Embodiments relate to a computer-implemented method and systems for providing or for generating and providing training image data for training a function. Embodiments further relate to the use of the aforementioned training image data for training a function and the use of the trained function to check the accuracy of the population of printed circuit boards in the production of printed circuit boards, for example to check whether all electronic components provided in a given process step are present and are attached to the correct locations.
Machine learning methods, for example Artificial Neural Networks (ANN), have enormous potential for improving performance and robustness in image processing while at the same time reducing the effort involved in setup and maintenance. For example, Convolutional Neural Networks (CNN) are used for this purpose. Areas of application include image classification (for example, for a good/bad test), object recognition, pose estimation and segmentation.
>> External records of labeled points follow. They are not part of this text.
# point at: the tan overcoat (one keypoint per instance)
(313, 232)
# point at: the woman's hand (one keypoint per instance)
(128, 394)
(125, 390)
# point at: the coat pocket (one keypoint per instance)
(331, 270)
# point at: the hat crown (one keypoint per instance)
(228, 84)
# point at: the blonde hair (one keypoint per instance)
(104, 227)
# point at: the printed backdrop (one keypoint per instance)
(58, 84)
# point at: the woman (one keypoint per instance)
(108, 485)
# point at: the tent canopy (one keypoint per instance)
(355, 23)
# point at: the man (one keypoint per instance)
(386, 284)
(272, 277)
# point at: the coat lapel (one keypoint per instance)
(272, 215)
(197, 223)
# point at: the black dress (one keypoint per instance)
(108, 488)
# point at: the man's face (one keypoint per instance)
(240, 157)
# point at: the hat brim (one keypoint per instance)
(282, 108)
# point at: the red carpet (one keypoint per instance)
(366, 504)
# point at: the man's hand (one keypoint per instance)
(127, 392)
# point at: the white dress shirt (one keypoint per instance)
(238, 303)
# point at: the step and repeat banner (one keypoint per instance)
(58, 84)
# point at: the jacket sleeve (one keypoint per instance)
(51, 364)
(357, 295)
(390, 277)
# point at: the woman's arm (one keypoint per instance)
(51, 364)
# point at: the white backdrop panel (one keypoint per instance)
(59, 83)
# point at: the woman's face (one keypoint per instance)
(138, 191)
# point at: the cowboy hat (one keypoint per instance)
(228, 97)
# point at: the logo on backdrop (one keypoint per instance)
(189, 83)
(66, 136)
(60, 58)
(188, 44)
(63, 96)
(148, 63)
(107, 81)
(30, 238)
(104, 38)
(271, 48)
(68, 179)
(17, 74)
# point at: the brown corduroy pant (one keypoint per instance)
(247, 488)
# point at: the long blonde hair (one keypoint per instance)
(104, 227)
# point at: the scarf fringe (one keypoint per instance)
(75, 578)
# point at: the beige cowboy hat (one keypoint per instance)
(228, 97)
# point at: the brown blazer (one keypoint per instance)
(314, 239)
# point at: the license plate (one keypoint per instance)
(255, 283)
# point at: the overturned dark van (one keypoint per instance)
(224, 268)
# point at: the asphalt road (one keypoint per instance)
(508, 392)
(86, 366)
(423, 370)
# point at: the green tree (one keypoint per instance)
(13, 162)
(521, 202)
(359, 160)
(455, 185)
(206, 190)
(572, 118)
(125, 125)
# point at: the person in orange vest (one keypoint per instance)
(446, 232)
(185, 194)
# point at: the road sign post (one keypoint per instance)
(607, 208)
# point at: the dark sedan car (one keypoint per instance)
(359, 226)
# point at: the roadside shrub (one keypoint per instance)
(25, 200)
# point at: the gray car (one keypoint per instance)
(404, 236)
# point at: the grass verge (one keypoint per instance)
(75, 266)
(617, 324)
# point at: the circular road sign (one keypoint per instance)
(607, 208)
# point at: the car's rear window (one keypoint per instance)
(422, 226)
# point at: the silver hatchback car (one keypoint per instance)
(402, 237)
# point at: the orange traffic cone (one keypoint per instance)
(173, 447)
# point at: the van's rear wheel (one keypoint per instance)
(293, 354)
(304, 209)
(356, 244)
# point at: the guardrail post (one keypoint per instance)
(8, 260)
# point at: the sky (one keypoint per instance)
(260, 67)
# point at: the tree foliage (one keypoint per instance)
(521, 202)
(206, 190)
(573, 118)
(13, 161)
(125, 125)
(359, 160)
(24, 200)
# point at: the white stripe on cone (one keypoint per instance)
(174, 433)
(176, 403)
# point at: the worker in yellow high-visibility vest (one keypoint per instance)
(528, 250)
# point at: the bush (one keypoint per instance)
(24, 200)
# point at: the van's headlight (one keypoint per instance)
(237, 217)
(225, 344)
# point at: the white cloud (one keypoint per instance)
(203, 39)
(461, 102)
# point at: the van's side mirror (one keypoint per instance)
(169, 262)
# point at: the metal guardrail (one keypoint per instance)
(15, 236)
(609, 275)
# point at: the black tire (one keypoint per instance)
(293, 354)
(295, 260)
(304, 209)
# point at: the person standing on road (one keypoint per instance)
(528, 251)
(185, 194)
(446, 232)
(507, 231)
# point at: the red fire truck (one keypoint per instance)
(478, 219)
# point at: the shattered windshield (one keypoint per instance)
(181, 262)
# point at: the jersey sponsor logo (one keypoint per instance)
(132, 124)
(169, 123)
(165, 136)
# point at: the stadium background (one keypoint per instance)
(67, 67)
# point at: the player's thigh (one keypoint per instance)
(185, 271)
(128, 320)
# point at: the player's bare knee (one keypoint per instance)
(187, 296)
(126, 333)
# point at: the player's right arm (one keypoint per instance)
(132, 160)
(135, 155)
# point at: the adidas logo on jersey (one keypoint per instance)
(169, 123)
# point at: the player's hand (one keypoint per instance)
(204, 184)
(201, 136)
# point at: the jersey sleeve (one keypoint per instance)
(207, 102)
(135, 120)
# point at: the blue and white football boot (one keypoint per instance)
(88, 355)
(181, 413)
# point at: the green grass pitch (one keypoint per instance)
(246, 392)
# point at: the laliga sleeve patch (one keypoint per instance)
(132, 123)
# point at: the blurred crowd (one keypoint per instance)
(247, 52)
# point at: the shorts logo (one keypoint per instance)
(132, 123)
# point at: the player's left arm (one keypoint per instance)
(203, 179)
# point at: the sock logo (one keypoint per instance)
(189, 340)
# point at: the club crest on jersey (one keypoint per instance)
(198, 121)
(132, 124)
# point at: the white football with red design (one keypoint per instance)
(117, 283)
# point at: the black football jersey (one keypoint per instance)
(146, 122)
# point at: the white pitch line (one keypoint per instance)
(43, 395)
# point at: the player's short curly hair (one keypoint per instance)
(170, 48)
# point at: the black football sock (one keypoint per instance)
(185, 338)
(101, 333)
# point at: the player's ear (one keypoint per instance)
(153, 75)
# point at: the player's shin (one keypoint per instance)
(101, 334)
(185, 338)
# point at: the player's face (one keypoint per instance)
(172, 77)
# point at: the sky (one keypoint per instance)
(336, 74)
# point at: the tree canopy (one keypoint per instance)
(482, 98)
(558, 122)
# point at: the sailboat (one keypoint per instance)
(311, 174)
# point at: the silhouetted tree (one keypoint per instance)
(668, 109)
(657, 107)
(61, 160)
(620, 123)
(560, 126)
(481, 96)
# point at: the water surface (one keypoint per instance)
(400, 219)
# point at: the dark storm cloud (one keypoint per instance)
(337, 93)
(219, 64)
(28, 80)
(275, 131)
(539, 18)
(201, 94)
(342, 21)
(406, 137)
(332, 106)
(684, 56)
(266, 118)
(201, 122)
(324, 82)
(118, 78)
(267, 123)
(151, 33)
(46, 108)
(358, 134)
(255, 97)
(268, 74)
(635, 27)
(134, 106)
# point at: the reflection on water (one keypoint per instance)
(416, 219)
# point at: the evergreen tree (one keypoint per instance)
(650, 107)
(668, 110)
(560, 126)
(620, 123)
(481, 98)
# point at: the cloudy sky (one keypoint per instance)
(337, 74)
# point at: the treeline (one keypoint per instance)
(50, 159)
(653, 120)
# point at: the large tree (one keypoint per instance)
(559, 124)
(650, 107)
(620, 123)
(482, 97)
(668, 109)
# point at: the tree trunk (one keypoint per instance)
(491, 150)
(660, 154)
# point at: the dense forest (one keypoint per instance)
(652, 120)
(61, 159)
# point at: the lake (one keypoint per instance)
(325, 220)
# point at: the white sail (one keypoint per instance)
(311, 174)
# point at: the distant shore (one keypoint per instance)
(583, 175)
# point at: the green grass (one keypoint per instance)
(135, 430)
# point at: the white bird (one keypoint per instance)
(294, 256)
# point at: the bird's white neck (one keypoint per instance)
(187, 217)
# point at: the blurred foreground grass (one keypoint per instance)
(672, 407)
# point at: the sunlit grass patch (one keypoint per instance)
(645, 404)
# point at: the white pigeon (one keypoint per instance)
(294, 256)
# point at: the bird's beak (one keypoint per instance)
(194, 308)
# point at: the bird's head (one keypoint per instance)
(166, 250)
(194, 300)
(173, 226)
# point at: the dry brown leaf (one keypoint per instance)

The basis of all machine learning methods, for example ANNs and CNNs, is independent, data-based optimization of the program, in contrast to the explicit assignment of rules in classical programming. For example, in the case of CNNs, for the most part supervised learning methods are used for this purpose. These are characterized in that both exemplary data and the associated correct result, the so-called label, are required for the training.
Very many data sets, for example, 2D and/or 3D images, with a corresponding label are required for the training of CNNs. The label is typically created manually. While this requires little time in the case of classification (for example, good/bad), it is increasingly time-consuming in the case of object recognition, pose estimation and segmentation. This represents a substantial expense when using KI-based image processing solutions. There is therefore a lack of a method of automating this labeling for such methods (for example, object recognition, transferable to pose estimation or segmentation).
When using KI-based methods, the acquisition of correct training data represents one, if not the largest, cost factor.
There are existing approaches to generate the required training data synthetically with a digital twin as here an automated rejection of the label is relatively inexpensive and any amount of data may be generated (see also EP application from the applicant 20176860.3). The problem here is that the synthetic data cannot typically map all real optical properties and influences (e.g. reflections, natural lighting, etc.), or is extremely computationally intensive (cf. https://arxiv.org/pdf/1902.03334.pdf; here 400 compute clusters, each with a 16-core CPU with 112 GB of RAM, were used). Such trained networks are therefore fundamentally functional, but in reality, they are usually not completely robust (80% solution). Therefore, follow-up training with real, labeled data is also usually necessary in order to achieve the performance necessary for industrial use.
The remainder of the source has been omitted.